Once the artifacts are saved, you can train a model, compute attention scores, and run epistasis retrieval evaluation as in the notebook.

python train_snp2p_model.py \
  --train-tsv "epistasis_simulation_samples/genotypes.tsv" \
  --train-pheno "epistasis_simulation_samples/simulation.pheno" \
  --train-cov "epistasis_simulation_samples/simulation.cov" \
  --onto "epistasis_simulation_samples/ontology.tsv" \
  --snp2gene "epistasis_simulation_samples/snp2gene.tsv" \
  --out "epistasis_simulation_samples/output_model.txt" \
  --epochs 51 \
  --batch-size 64 \
  --lr 1e-4 \
  --qt "phenotype" \
  --jobs 4 \
  --cuda 0 \
  --sys2env --env2sys --sys2gene \
  --sys2pheno --gene2pheno \
  --val-step 50 \
  --use_hierarchical_transformer

python predict_attention.py \
  --model "epistasis_simulation_samples/output_model.txt.50" \
  --tsv "epistasis_simulation_samples/genotypes.tsv" \
  --pheno "epistasis_simulation_samples/simulation.pheno" \
  --cov "epistasis_simulation_samples/simulation.cov" \
  --onto "epistasis_simulation_samples/ontology.tsv" \
  --snp2gene "epistasis_simulation_samples/snp2gene.tsv" \
  --out "epistasis_simulation_samples/output_model.txt.50" \
  --batch-size 256 \
  --cuda 0
from src.utils.analysis.epistasis_retrieval_evaluation import (
    EvaluationConfig,
    EpistasisRetrievalEvaluator,
)

config = EvaluationConfig(
    causal_info="epistasis_simulation_samples/causal_info.json",
    attention_results="epistasis_simulation_samples/output_model.txt.50.phenotype.head_sum.csv",
    system_importance="epistasis_simulation_samples/output_model.txt.50.phenotype.head_sum.sys_importance.csv",
    tsv="epistasis_simulation_samples/genotypes.tsv",
    pheno="epistasis_simulation_samples/simulation.pheno",
    cov="epistasis_simulation_samples/simulation.cov",
    onto="epistasis_simulation_samples/ontology.tsv",
    snp2gene="epistasis_simulation_samples/snp2gene.tsv",
    top_n_systems=5,
    snp_threshold=50,
    num_workers=1,
    executor_type="threads",
    quantiles=[0.9],
    output_prefix="epistasis_simulation_samples/simulation_output.50",
)

evaluator = EpistasisRetrievalEvaluator(config)
evaluator.evaluate()

Optional: statistical sanity checks

The notebook includes quick checks to verify that additive and interaction effects are detectable in the synthetic dataset.
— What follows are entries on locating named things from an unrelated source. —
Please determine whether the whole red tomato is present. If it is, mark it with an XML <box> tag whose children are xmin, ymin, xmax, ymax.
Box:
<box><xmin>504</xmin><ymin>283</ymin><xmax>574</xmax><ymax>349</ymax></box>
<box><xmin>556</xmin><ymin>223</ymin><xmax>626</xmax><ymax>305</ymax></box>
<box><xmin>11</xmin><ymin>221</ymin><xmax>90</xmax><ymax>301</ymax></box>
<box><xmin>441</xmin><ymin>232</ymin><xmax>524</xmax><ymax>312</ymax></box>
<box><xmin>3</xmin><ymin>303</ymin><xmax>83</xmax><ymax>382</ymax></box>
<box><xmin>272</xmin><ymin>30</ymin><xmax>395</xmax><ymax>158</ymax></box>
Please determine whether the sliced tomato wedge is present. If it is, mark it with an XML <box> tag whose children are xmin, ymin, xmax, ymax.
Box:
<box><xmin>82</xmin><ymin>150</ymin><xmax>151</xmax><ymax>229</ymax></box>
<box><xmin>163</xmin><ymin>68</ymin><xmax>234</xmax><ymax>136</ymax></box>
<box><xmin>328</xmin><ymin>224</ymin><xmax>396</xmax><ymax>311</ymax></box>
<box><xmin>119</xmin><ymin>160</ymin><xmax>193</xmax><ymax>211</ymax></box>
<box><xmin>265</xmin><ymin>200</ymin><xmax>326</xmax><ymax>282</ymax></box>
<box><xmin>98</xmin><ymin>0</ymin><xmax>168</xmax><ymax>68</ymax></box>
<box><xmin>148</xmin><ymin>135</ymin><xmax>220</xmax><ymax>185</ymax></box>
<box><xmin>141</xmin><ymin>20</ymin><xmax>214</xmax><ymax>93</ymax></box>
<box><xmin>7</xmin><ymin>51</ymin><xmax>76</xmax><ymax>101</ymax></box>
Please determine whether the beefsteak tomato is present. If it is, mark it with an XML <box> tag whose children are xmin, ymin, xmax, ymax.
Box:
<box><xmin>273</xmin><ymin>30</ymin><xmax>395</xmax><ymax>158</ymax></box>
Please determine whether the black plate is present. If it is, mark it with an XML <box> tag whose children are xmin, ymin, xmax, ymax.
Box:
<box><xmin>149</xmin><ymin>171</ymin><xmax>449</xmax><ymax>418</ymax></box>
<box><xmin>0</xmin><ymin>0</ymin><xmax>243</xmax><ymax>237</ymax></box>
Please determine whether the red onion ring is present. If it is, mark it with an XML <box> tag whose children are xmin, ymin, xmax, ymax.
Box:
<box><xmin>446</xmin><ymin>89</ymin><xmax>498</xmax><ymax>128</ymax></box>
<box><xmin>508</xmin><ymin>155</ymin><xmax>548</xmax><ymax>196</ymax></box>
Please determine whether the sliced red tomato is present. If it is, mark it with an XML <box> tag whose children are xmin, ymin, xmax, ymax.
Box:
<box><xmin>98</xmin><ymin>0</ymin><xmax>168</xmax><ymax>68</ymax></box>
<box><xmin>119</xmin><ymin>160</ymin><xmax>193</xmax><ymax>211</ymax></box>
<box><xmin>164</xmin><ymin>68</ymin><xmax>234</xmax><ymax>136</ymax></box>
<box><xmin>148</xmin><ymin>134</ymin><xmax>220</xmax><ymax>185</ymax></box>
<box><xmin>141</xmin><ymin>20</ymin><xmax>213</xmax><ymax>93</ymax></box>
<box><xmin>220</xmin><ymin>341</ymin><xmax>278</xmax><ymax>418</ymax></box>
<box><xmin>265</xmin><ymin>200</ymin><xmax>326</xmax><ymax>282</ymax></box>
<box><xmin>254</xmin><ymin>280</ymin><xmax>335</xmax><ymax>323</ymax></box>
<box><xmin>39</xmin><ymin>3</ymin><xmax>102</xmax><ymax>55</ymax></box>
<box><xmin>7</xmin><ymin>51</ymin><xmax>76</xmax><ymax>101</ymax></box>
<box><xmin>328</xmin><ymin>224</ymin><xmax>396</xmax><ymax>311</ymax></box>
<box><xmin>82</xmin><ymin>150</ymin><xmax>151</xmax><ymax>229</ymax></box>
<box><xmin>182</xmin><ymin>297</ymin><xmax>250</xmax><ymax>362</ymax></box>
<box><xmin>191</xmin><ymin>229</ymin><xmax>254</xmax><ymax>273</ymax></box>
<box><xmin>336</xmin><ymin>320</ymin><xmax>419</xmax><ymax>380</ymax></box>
For example, you can fit a linear model per SNP for additive signals and evaluate interaction terms for known epistatic pairs.

import statsmodels.api as sm

results = []
for snp in genotypes.columns:
    df_snp = df_full[["phenotype", "SEX", "AGE", snp]].dropna()
    X = sm.add_constant(df_snp[["SEX", "AGE", snp]])
    model = sm.OLS(df_snp["phenotype"], X).fit()
    results.append((snp, model.pvalues[snp]))

Outputs

  • simulate_epistasis returns a dictionary with the genotype matrix, phenotype, causal SNP indices, epistatic pairs, effect sizes, and LD block assignments.

  • build_hierarchical_ontology returns three DataFrames suitable for use with tree utilities and downstream analyses: SNP-to-gene, gene-to-system, and the system hierarchy.

  • Exported artifacts on disk typically include:

    • genotypes.tsv: Genotype dosages with IID index.

    • simulation.pheno: Phenotype values with FID/IID.

    • simulation.cov: Covariates (e.g., SEX, AGE) with FID/IID.

    • ontology.tsv: Combined system and gene edges for the parser.

    • snp2gene.tsv: SNP-to-gene mapping.

    • causal_info.json: Ground-truth additive SNPs and epistatic pairs.